The self-styled ''Hick from French Lick'' - Indiana, that is - knew that Walton was, let's say, controversial, but Bird did not know that Walton's '60's idealism had often found expression in an unselfish pass, a last-second blocked shot.

''I didn't know what kind of a guy he was,'' Bird admitted. ''I didn't know what his morale was like. I found out he loves the game of basketball.'' The Boston organization had been looking to move Cedric Maxwell because, whether right or wrong, it did not feel he fought back hard enough from knee problems last season. They received a man who had already fought back, and was willing to play behind Parish.

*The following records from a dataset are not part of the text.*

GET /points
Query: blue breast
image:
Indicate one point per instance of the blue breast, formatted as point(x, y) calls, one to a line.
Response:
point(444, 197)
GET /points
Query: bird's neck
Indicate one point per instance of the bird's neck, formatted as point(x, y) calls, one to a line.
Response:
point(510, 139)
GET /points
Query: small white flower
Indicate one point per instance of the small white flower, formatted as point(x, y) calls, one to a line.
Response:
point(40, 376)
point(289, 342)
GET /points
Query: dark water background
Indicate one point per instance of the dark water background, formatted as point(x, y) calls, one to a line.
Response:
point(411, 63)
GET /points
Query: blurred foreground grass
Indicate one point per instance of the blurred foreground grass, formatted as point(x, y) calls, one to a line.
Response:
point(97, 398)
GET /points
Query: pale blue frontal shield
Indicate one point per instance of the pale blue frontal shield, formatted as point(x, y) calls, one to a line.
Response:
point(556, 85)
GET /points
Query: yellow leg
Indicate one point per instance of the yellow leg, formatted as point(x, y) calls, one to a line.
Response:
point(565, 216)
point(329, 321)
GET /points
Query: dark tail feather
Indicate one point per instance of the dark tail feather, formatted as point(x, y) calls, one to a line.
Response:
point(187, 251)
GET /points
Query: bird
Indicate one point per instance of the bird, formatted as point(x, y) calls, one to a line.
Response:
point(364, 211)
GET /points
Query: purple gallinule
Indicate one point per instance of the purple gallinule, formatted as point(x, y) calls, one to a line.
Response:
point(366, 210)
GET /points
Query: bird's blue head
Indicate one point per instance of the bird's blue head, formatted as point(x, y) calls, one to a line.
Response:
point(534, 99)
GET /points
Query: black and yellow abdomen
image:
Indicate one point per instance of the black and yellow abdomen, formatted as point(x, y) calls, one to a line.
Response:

''Bill Walton means that Robert can stretch himself out for seven minutes or so, and know that Bill's behind him,'' said K. C. Jones, the smooth and eloquent Celtic coach. ''We've got two all-stars at center, and you should see them go at each other in practice.

''I try to get Bill his minutes, but the other night I only played him 13 minutes, and he asked me afterward, 'Coach, are you mad at me? If you're not, I have no problem with 13 minutes.' I swore on a stack of Bibles that I wasn't mad at him, that the game dictated my moves. He understood that.''

Walton revels in the blind fingertip passes Bird flicks to him near the basket, like a volleyball player setting up a spike. He loves grabbing an offensive rebound in traffic and watching the Celtic shooters scurry to the open spot on the perimeter.

''I've been on both ends of the stick,'' Walton said. ''And I've noticed that when guys are interested in winning, the ball moves a little more. These guys are unusually motivated.'' On Saturday night, Walton found time to wander down the hallway and say hello to the Knicks' Bill Cartwright, currently sitting out his third stress fracture. ''I told him it takes time, that I had five of them,'' Walton said. ''I don't think that made him feel any better, but I told him to hang in there.''

Walton thinks the number of stress fractures are happening because athletes are bigger and stronger and are being forced, in a Darwinian sense, to play a harder brand of basketball just to stay in the league. ''Some guys can play a long time every day, but I just can't do that, not anymore,'' he said. ''Everybody's different. To the athletes' benefit, the medical diagnosis is better now. In the past some of us were accused of faking it.''

Basketball people know what it meant for Bill Walton to come back from five stress fractures, and theCeltics treat him with deep awe, as shown Saturday night when Walton, all lathered up in the shower, asked the clubhouse attendant for a towel.

Rick Carlisle, a substitute guard who was a child when Walton was winning championships at U.C.L.A. and Portland, said: ''A towel? Geez, Bill, you want everything. What do you want next, coffee?'' Behind the soap suds, Bill Walton was smiling. There is nothing about these Celtics he doesn't like - even their way of paying respect to their elders.